In Australia, for example, the Intellectual Property Laws Amendment (Productivity Commission Response Part 1 and Other Measures) Bill 2018, which became law in August, may open a window for the grey market.

“Among other things, the act will make it easier for grey goods to rely on defences to allegations of trademark infringement brought by the local Australian brand owner,” says Condon.

“The new provisions allow importers a defence to trademark infringement if they made reasonable enquiries to ensure the trademark has been applied to imported goods with the trademark owner’s consent.”

Kwong adds that parallel imports are difficult to eliminate. “The strongest cause of action brand owners may have is under trademark infringement, where goods are sold in a deteriorated state, or packaging is damaged, or trademarks are defaced,” she says.
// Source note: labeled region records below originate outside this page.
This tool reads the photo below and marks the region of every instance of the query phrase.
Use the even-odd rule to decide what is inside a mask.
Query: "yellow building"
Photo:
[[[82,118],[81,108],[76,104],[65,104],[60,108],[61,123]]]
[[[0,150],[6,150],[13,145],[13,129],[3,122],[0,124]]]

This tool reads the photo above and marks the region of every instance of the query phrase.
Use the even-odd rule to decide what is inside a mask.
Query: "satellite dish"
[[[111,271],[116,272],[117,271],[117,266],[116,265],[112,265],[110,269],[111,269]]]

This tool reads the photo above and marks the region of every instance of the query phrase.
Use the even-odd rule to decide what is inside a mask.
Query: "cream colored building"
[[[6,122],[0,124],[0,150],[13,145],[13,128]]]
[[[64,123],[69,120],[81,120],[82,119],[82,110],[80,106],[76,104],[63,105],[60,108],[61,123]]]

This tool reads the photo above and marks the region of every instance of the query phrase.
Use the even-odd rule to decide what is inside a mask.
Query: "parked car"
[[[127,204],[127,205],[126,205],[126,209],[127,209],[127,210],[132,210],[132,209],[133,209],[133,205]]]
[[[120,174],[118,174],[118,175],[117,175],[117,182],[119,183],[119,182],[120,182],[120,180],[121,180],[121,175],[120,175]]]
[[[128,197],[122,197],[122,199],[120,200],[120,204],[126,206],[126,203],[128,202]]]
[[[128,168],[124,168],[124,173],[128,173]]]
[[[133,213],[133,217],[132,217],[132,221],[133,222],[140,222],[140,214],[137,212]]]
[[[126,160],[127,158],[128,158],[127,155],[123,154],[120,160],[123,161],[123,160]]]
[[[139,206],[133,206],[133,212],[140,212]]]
Brand owners should keep a record of goodwill and use their trademark on products in case it is necessary to initiate legal proceedings, advises Kwong.

“The more common action is to issue cease-and-desist letters asking parallel importers to stop selling these goods in the local market, but brand owners should draft these letters carefully to prevent liability in making groundless threats.”

While the grey market may be an obstacle for brand owners wishing to target Asia-Pacific, the strategies they adopt in response can be black and white.